Zugabe oder nicht? Bei Konstantin Wecker geht eins in eins in eins.
Vielleicht beginnen die Zugaben, als Konstantin Wecker die Geigerin Angelina auf die Bühne holt. Die junge Ukrainerin war 2015 eine der ersten gewesen, die im solidarischen Würzburger (Flüchtlings-)Projekt "Willkommen mit Musik" Unterricht bekamen. Und bei "Caruso", dem weltberühmten Lied von Lucio Dalla (1943-2012), verstärkt Angelina die Streicherfraktion für noch ein bisschen mehr Schmelz.
Ganz sicher ist es eine Zugabe, als sich Wecker nach fast schon drei Stunden netto noch mal an den Flügel setzt und mit Pianist Jo Barnikel einen musikalischen Medley-Wettstreit liefert - mit Mozart, Sirtaki und dem volksliedberühmten "Männlein", das im Walde steht. Und ganz sicher gehört es zum Extra nach dem neuen "Weltenbrand"-Programm, dass irgendwann auch die Vögel des Klosterparks lautstark mitsingen und tirilieren. Die Schwalben drehen schreiend ihre Schleifen, die Amseln zwitschern, die Nachtigall fällt mit ein. "Unglaublich", sagt der gerade 72 gewordene Liedermacher entzückt. "Die hören das alles." Eine Krähe krächzt just da offensichtlich Zustimmung.

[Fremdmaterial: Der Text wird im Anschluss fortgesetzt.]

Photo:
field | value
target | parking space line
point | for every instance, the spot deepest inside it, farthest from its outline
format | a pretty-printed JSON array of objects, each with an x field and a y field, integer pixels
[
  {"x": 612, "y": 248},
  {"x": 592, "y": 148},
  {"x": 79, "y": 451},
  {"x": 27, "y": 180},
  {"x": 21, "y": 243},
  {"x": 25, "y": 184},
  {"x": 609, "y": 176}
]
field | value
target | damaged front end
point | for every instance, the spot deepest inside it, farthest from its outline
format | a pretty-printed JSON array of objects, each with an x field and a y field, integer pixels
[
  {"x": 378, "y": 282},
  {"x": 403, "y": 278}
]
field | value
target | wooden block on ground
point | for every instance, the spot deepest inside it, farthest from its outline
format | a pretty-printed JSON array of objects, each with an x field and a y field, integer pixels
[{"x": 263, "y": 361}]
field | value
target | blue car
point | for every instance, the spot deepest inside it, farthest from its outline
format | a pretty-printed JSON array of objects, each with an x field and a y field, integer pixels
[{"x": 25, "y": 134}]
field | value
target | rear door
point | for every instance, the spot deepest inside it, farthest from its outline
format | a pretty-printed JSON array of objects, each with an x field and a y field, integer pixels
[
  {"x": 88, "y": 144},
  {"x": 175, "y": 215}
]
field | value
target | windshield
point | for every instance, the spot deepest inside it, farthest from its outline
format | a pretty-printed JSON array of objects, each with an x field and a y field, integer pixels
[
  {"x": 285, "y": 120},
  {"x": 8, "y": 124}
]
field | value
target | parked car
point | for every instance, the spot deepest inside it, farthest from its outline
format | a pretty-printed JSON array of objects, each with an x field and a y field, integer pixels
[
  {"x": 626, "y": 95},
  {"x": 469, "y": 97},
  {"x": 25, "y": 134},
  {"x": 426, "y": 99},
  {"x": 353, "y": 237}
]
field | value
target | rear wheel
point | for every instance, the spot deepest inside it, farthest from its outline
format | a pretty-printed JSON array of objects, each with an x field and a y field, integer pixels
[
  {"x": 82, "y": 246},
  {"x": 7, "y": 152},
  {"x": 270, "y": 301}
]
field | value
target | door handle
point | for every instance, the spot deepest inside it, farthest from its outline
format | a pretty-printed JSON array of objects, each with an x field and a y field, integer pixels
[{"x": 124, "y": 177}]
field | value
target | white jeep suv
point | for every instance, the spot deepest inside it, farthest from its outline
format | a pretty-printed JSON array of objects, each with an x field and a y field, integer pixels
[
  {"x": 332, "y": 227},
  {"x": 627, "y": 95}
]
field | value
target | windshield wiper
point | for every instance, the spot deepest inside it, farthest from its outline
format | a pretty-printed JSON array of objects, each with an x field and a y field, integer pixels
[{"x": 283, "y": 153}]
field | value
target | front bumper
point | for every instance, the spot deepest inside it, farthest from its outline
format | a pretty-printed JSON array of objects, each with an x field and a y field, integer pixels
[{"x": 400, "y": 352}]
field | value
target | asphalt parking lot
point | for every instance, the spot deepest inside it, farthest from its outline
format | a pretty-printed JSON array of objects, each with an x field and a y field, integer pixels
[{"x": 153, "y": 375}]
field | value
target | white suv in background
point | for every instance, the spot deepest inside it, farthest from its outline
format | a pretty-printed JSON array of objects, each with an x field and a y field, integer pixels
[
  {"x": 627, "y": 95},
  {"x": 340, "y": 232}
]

Es ist eine Besonderheit der diesjährigen Würzburger "Songs an einem Sommerabend", dass es am Sonntag noch ein Extra, ein Sonderkonzert mit Konstantin Wecker gibt. Der Musiker, der ganz hörbar nicht müde wird und immer noch brennt, auch wenn er mal eine Strophe vergisst, hatte Veranstalter Ado Schlier gefragt, ob nicht nach Himmelspforten auch der "Weltenbrand" passe.
Gerade erst hatte das neue "Opus" des Liedermachers und des Kammerorchesters der Bayerischen Philharmonie Premiere, in Würzburg präsentieren sie die Klassiker, Liebesballaden, anarchistischen Weckrufe und politische Statements zum zweiten Mal. Ein bisschen scheint dieses Werk beliebig –früh am Abend gibt's beispielsweise ein Schlaflied . . . Aber egal, Wecker geht damit auf eine Art Comeback-Tour. Die Lyrik von Brecht, Mühsam und Rilke, der er in seiner Jugend begegnete, die Musik der italienischen Oper, die ihn früh verzauberte, die eigenen Lieder und politischen Appelle, die er vor 30, 40 Jahren schon schrieb . . .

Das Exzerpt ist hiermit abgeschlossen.